For disease localised to the stomach on the pre-operative tests outlined above, there is no question but that surgical removal of the stomach is the best first manoeuvre; indeed , it is the only treatment that can cure the patient.
The commonest surgical procedure is total removal of the stomach, although some will only remove a majority of the organ if there is no disease in the furthermost regions from the cancer itself. Where the disease is at the oesophago-gaastric border, then an oesophago-gastrectomy is required.
Where the disease is locally outside the stomach at operation, it may still be in the patient’s interest to have some form of surgical procedure performed if the patient cannot digest food for want of a patent pathway for food, or in whom the tumour is bleeding.

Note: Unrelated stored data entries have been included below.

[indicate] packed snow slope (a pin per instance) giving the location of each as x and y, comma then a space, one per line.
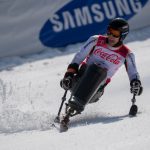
30, 97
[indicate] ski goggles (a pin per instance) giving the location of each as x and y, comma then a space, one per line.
113, 32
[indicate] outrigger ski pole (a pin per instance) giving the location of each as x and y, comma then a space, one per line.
134, 108
57, 119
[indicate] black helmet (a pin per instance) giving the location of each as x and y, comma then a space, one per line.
121, 25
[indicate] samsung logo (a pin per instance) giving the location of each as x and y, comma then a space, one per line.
79, 19
94, 13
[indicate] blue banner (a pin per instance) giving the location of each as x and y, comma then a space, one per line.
80, 19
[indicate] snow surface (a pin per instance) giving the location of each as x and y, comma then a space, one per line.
30, 97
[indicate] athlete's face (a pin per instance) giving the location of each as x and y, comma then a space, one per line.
113, 36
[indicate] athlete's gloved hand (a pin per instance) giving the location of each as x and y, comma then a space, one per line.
66, 82
136, 87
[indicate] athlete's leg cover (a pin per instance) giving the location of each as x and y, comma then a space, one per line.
88, 84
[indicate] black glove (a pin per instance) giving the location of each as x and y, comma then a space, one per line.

However, in such patients with aggressive disease outside the stomach wall the survival is short and heroic surgery is not indicated, only occasional selected operations to overcome specific problems.
An alternative to surgery in these palliative situations is laser therapy: Used through the endoscope, the laser can vaporise cancer tissue and thermo-coagulate bleeding points, and can be a very useful tool in this situation.

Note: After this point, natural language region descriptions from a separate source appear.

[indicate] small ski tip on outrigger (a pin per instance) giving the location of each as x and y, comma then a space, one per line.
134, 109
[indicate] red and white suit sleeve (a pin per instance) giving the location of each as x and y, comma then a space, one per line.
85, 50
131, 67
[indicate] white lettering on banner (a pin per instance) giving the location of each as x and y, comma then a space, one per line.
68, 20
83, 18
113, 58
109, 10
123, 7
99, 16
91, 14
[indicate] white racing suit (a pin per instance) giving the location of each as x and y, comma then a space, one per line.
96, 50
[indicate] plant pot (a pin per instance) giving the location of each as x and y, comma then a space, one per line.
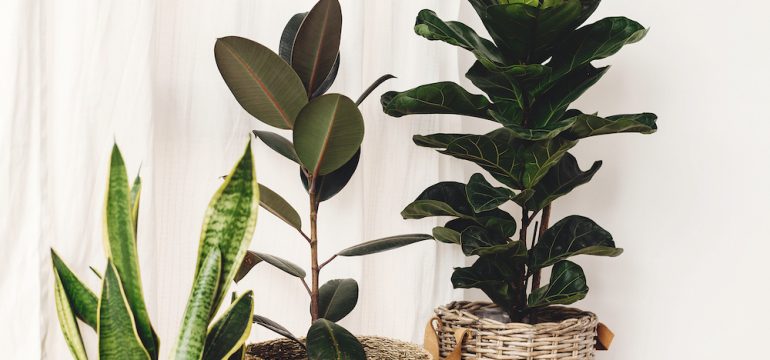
377, 348
563, 333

As for oesophageal cancer, the use of stents for obstructing lesions may also have a role in these locally advanced cases, usually those inoperable patients with disease at the oesophago-gastric border.
Gastric cancer has a high risk of spread outside the stomach and the liver is at highest risk. Involvement of the liver is invariably fatal. Anything that could be done to reduce the chance of spread should be considered at the time of presentation to the doctor as the patient is surely incurable if the disease takes root in the liver. The problem is that, unlike the situation in breast cancer or childhood cancer, the use early of (adjuvant) chemotherapy, in the immediate post-operative period, in patients operated with curative intent for ostensible localised gastric cancer, has not been shown to be effective at improving the cure rate compared to those receiving the operation alone.

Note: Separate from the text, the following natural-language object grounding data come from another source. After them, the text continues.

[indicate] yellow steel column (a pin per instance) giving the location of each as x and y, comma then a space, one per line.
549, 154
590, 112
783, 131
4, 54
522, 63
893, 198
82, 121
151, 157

Having said this and agreeing that an ‘overview’ of all trials looking at adjuvant chemotherapy up to 1993, showed no benefit from the routine use of chemotherapy after operation, nevertheless, since then some improvements in chemotherapy have occurred and the regimens ECF (epirubicin, cis-platinum and fluorouracil) and FAMTX are the most commonly employed.
Clearly, more trials need to be established before ‘up-front’ chemotherapy in the adjuvant situation is standard practice; the same applies to primary (also called neoadjuvant) chemotherapy where the chemotherapy is used prior to any operation in order to shrink the growth down to a more operable (and hopefully curable) size.
For relapsed patients or those whose disease is beyond operability at the outset, then the chemotherapy regimes outlined above may have a chance of worthwhile response in up to half of the patients.
In reasonably fit patients, the doctor will recommend a carefully audited trial of chemotherapy where the regime is administered several times (usually at three weekly intervals) following which he will repeat some imaging test that defined the extent of the disease at the outset of chemotherapy to tell him if the therapy has helped objectively. Subsequent recommendations are based on this second scan’s findings.
Nothing has so far been mentioned concerning the use of radiotherapy in this disease and this is because it has a very limited role. Although a slight local relapse benefit was shown in some trials for giving post-operative radiotherapy to the stomach bed (presumably due the desired effect of sterilising any cells in the vicinity), any benefit was small and did not translate into a significant overall survival benefit. Currently, radiotherapy has a very limited place in the treatment of this disease.